Уже купленное школьное платье никак не задевало Раиных личных интересов, но почему-то она заупрямилась, не разрешала носить, и все тут! Такой же строгий запрет был наложен ею на часы, все девочки в школе давно уже гордо сверкали часами на запястье, и Наум вроде бы был не против, но Рая ни за что не разрешала мужу купить Дине часы, даже самые простенькие.

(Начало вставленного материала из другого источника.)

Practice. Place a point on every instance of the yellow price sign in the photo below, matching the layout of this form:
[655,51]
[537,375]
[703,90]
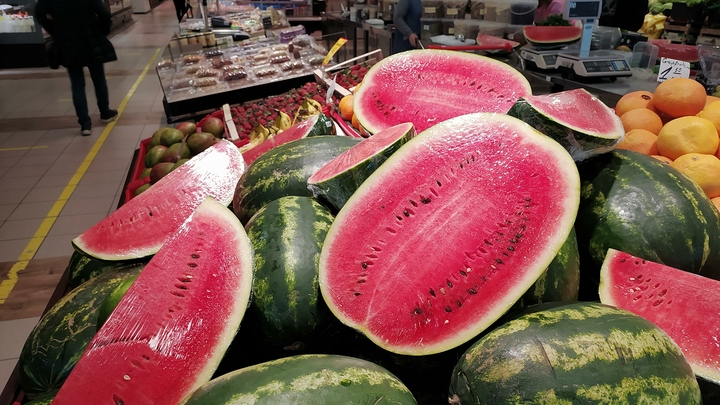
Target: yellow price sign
[340,42]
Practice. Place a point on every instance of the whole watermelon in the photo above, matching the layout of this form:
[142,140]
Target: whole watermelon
[59,339]
[636,204]
[581,353]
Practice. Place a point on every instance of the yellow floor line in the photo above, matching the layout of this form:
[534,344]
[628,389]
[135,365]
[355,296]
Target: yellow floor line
[23,148]
[32,247]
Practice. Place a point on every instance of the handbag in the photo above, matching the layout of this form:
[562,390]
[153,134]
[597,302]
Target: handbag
[53,58]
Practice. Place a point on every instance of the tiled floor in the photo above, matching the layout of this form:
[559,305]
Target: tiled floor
[41,149]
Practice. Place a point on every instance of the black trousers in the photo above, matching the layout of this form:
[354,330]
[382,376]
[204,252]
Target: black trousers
[179,8]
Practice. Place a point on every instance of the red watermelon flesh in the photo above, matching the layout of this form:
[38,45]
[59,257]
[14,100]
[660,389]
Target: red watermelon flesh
[544,36]
[682,304]
[141,226]
[297,131]
[426,87]
[169,332]
[449,233]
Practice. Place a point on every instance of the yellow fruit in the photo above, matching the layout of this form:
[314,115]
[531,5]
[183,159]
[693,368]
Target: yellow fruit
[679,97]
[641,141]
[641,118]
[716,202]
[703,169]
[711,113]
[346,107]
[688,135]
[631,101]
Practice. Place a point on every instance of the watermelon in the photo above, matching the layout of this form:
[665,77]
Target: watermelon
[287,236]
[338,179]
[419,265]
[58,340]
[140,227]
[168,333]
[576,119]
[560,281]
[284,171]
[426,87]
[82,268]
[581,353]
[682,304]
[636,204]
[306,379]
[551,37]
[318,124]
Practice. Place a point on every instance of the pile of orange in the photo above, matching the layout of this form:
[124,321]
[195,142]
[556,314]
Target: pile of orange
[677,124]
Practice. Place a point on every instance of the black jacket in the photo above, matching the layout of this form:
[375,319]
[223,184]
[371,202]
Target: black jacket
[79,28]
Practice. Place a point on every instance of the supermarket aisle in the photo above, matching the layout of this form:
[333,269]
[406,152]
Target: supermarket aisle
[41,153]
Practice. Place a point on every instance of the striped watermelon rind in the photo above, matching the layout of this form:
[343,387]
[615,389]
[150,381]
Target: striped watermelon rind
[284,171]
[306,379]
[577,120]
[59,339]
[636,204]
[287,236]
[340,178]
[82,268]
[676,301]
[560,281]
[577,353]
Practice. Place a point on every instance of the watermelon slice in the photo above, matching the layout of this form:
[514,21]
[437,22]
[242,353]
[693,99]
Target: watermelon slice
[318,124]
[424,264]
[584,125]
[551,36]
[140,227]
[426,87]
[683,304]
[500,43]
[168,333]
[340,177]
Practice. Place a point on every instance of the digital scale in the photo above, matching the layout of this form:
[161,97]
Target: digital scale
[583,63]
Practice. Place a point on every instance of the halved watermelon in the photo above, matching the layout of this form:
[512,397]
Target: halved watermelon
[168,333]
[426,87]
[318,124]
[140,227]
[548,36]
[583,124]
[340,177]
[682,304]
[425,263]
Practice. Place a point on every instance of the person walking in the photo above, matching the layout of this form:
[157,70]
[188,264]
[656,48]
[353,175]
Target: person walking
[407,20]
[79,29]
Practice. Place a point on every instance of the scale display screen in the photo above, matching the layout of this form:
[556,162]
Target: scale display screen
[582,9]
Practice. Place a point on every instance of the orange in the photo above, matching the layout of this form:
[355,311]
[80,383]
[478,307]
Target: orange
[716,202]
[703,169]
[688,135]
[631,101]
[640,140]
[711,99]
[346,107]
[641,118]
[662,159]
[679,97]
[712,114]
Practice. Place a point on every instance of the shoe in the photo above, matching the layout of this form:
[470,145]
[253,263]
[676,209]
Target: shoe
[86,129]
[109,116]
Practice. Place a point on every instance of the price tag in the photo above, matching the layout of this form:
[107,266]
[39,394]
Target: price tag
[671,68]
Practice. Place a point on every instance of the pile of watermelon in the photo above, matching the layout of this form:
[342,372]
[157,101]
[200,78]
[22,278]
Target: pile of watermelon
[455,256]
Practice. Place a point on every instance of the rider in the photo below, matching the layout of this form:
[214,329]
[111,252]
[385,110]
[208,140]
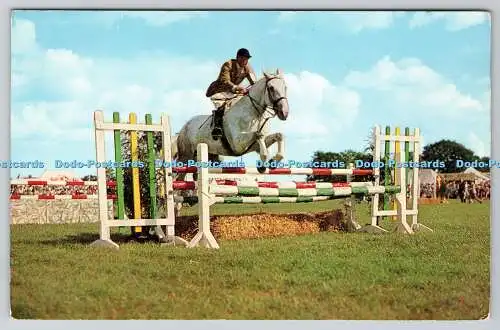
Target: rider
[232,73]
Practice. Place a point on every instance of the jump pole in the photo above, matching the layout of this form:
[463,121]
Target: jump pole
[105,224]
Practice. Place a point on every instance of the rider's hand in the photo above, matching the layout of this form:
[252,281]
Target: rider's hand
[240,89]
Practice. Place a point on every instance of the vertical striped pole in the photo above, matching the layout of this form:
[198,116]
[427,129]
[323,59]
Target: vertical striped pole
[120,195]
[169,190]
[397,158]
[376,171]
[152,172]
[388,171]
[135,171]
[409,172]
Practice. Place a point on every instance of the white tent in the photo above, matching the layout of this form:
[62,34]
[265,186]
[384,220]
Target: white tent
[479,175]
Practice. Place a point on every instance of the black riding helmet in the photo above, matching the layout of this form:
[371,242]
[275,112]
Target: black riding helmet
[243,52]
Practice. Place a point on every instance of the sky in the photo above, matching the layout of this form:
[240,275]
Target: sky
[345,72]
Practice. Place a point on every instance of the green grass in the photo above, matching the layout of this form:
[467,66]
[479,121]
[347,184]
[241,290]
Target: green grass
[440,275]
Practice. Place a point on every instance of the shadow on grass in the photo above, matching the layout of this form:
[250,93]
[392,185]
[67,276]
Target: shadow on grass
[85,239]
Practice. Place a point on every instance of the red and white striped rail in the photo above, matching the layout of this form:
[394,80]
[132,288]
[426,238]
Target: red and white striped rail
[279,171]
[36,182]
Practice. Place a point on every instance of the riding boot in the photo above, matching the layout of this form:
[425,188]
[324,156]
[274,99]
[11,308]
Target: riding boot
[218,120]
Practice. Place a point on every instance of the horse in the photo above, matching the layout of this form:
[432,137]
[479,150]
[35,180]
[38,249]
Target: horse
[245,125]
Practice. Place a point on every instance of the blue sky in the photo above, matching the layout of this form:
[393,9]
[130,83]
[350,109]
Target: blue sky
[345,71]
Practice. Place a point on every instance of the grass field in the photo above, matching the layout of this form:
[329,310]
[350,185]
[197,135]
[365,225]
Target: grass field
[440,275]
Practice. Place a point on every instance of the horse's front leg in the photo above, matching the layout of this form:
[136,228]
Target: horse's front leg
[278,138]
[263,153]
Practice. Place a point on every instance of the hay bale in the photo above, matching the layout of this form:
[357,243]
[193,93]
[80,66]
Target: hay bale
[259,225]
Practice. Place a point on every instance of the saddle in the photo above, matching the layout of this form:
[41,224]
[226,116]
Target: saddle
[218,116]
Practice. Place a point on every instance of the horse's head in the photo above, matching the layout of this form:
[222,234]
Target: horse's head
[274,93]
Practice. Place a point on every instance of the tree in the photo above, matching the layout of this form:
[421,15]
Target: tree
[449,152]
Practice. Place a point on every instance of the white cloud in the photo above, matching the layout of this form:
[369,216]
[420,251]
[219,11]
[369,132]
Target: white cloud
[411,82]
[454,21]
[23,37]
[152,18]
[71,86]
[318,108]
[286,16]
[358,21]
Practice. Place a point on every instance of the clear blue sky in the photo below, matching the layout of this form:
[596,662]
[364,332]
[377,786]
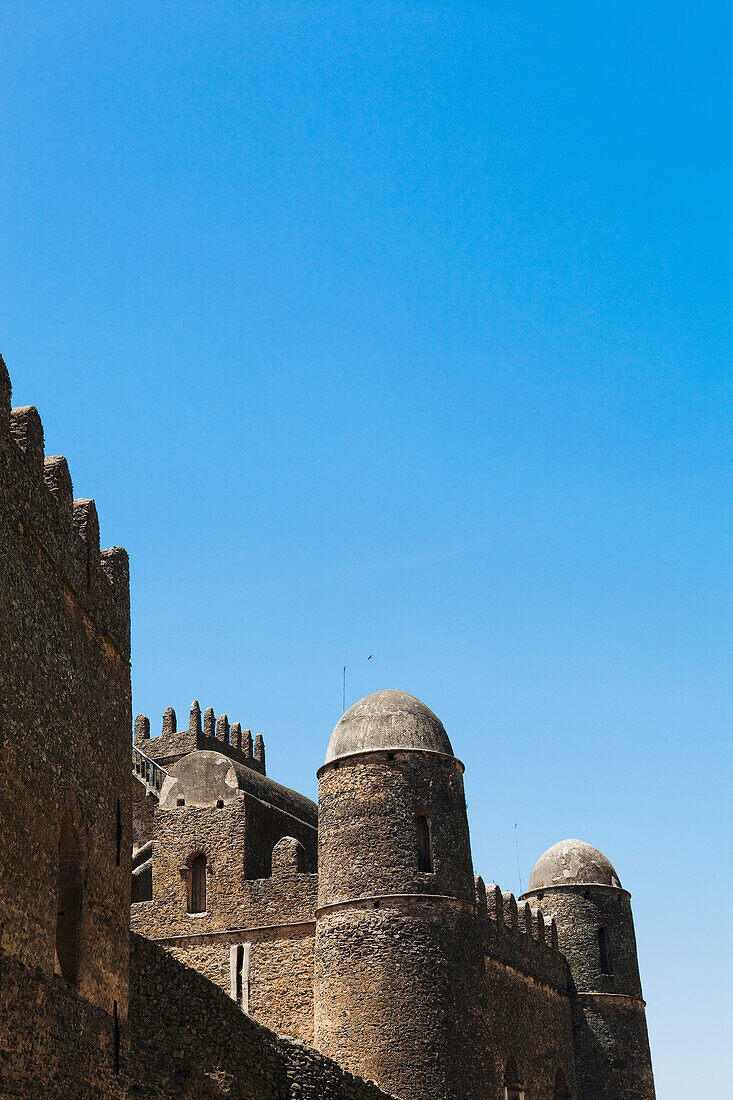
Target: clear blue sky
[404,329]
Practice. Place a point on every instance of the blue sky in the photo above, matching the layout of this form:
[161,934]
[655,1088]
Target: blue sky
[404,329]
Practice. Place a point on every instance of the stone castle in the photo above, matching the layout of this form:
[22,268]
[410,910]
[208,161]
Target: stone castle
[189,927]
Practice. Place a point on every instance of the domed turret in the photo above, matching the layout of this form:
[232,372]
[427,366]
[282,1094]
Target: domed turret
[572,862]
[387,719]
[394,869]
[579,887]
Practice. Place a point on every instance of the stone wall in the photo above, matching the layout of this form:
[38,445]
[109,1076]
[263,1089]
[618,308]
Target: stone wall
[274,915]
[64,728]
[53,1044]
[188,1038]
[612,1046]
[529,1021]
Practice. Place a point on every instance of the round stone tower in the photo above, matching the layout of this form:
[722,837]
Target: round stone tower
[397,964]
[577,884]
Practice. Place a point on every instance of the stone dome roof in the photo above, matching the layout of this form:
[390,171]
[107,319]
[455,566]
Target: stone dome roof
[572,862]
[203,778]
[387,719]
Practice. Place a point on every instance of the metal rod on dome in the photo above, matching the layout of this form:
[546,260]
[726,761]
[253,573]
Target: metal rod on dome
[516,845]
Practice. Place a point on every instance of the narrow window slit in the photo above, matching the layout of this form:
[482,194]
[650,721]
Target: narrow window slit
[424,844]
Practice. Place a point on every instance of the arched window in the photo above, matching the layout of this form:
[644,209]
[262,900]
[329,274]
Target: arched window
[197,884]
[424,844]
[561,1090]
[603,952]
[513,1089]
[68,899]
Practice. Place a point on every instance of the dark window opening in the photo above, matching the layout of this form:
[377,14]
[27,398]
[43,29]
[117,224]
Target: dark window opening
[561,1090]
[119,832]
[197,884]
[513,1089]
[240,966]
[424,844]
[69,895]
[116,1038]
[603,952]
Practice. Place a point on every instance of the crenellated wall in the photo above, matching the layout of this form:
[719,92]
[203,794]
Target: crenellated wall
[65,714]
[209,733]
[520,936]
[526,1008]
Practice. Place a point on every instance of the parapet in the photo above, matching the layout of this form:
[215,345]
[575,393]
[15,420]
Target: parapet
[216,735]
[64,532]
[520,936]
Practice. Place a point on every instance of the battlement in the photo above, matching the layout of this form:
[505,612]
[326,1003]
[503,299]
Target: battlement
[64,532]
[209,733]
[518,935]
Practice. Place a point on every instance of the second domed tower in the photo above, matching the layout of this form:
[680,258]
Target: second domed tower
[576,883]
[397,969]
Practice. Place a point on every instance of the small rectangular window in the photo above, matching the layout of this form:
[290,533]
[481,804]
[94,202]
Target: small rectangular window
[603,952]
[119,832]
[116,1040]
[424,844]
[239,975]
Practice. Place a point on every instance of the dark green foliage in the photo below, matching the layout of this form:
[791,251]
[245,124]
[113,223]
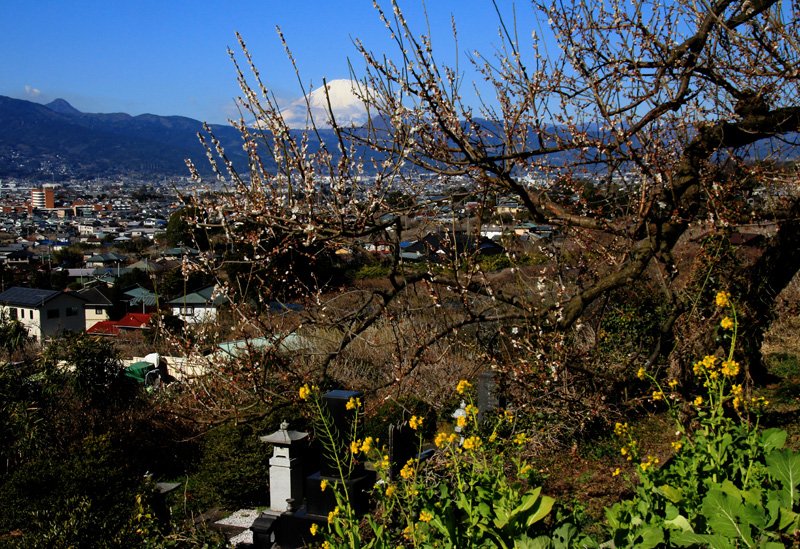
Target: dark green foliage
[233,470]
[395,412]
[98,373]
[630,321]
[80,499]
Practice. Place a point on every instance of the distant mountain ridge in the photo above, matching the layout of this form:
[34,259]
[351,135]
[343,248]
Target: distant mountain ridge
[58,141]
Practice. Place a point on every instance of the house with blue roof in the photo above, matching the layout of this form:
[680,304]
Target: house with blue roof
[198,307]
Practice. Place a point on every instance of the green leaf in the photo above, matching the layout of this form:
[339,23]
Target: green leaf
[545,505]
[789,520]
[773,439]
[689,539]
[651,536]
[675,495]
[784,465]
[723,513]
[680,523]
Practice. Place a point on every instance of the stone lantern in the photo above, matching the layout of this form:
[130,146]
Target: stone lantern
[285,474]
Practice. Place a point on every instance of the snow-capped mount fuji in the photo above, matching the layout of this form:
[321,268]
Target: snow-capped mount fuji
[345,101]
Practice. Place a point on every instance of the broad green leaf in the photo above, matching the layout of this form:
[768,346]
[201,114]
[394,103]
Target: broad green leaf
[773,439]
[789,520]
[784,465]
[540,542]
[690,539]
[675,495]
[545,505]
[651,536]
[680,523]
[722,512]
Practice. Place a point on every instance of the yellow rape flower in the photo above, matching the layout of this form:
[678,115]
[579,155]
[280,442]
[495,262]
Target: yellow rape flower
[726,323]
[649,462]
[672,383]
[333,514]
[366,446]
[408,469]
[730,368]
[472,443]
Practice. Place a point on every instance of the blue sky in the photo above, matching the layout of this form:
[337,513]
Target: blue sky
[169,56]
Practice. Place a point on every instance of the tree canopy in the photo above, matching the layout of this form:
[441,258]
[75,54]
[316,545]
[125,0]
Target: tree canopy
[676,113]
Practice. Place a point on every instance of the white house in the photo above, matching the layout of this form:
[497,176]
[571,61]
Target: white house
[45,313]
[197,307]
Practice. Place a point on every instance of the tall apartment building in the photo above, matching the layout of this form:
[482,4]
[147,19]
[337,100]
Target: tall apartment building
[44,198]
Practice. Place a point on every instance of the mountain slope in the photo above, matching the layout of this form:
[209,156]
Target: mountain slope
[57,140]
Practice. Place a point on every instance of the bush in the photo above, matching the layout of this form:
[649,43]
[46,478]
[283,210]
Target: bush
[233,470]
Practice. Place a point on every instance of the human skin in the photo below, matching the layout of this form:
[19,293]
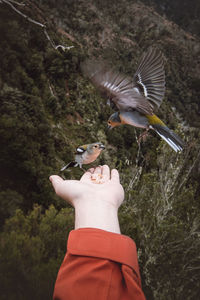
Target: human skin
[96,197]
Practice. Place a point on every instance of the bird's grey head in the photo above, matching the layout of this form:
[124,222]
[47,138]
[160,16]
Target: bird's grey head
[114,120]
[96,147]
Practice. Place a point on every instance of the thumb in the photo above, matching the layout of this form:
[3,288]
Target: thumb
[56,182]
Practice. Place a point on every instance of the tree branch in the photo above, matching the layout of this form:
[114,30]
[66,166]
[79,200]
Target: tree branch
[56,47]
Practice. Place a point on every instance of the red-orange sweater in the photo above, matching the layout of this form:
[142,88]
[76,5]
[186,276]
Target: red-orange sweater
[99,265]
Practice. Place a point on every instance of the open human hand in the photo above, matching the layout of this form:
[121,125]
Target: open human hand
[99,185]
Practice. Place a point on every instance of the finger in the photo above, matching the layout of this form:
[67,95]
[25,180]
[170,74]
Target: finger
[97,170]
[106,172]
[86,176]
[115,176]
[56,181]
[91,170]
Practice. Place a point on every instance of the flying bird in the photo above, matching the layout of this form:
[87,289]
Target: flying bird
[85,154]
[135,98]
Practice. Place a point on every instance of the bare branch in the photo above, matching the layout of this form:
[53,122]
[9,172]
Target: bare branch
[56,47]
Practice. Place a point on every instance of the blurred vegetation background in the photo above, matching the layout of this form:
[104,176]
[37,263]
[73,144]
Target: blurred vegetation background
[48,108]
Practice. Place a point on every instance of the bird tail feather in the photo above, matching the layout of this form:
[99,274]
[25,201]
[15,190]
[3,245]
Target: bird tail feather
[173,140]
[69,165]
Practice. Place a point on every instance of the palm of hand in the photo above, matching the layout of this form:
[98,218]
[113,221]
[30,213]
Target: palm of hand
[88,189]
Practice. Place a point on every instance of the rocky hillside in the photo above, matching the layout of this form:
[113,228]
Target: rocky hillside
[48,108]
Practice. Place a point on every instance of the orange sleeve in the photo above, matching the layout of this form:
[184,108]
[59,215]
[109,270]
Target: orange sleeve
[99,265]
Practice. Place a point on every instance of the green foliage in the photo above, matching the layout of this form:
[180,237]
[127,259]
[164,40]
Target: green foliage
[32,249]
[48,109]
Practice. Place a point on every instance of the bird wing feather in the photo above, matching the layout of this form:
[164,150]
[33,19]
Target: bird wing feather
[119,88]
[150,76]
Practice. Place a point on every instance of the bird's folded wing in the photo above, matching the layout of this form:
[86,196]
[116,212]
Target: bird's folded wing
[118,87]
[150,76]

Дина не обижалась на маму.
Время от времени, набравшись смелости, тетки отчитывали Наума, плакали и с оглядкой на Раю поднимали глаза кверху, шипели: «Если бы бедная Мурочка знала...» Этот способ они применяли только в крайних случаях, чаще просто жаловались Мане, предпочитая делегировать к Науму ее.
По вине Дины в семье кипели страсти, вихрились маленькие смерчики, возникали подспудные течения, а Дина все ходила взад-вперед, не давая затихнуть скандалам. К ссорам незаметно привыкли, воспринимая их как неотъемлемую часть родственных отношений. Маня даже черпала в скандалах какую-то радость, ей так было интереснее, и после крикливых выяснений она возвращалась к себе порозовевшая и счастливо возбужденная. Моня, насмешливо усмехаясь, говорил ей: «Ну что, как сходила-поскандалила, руки в боки? Ну ладно, давай теперь ужинать, поорали себе, как люди, и дальше пошли». Из всей семьи лишь он один дистанцировался от выяснения отношений.
А Рая варила такой вкусный овощной суп для Танечки... Она считала, что у дочки «слабый желудок». Овощной суп не шел ни в какое сравнение с вкусными жирными борщами и перловыми супами, которыми Рая кормила остальных. Но ничего более вожделенного не существовало для Дины, чем этот жидкий бульон с несколькими плавающими в нем кружочками моркови, только ей никогда его не давали, сколько ни просила.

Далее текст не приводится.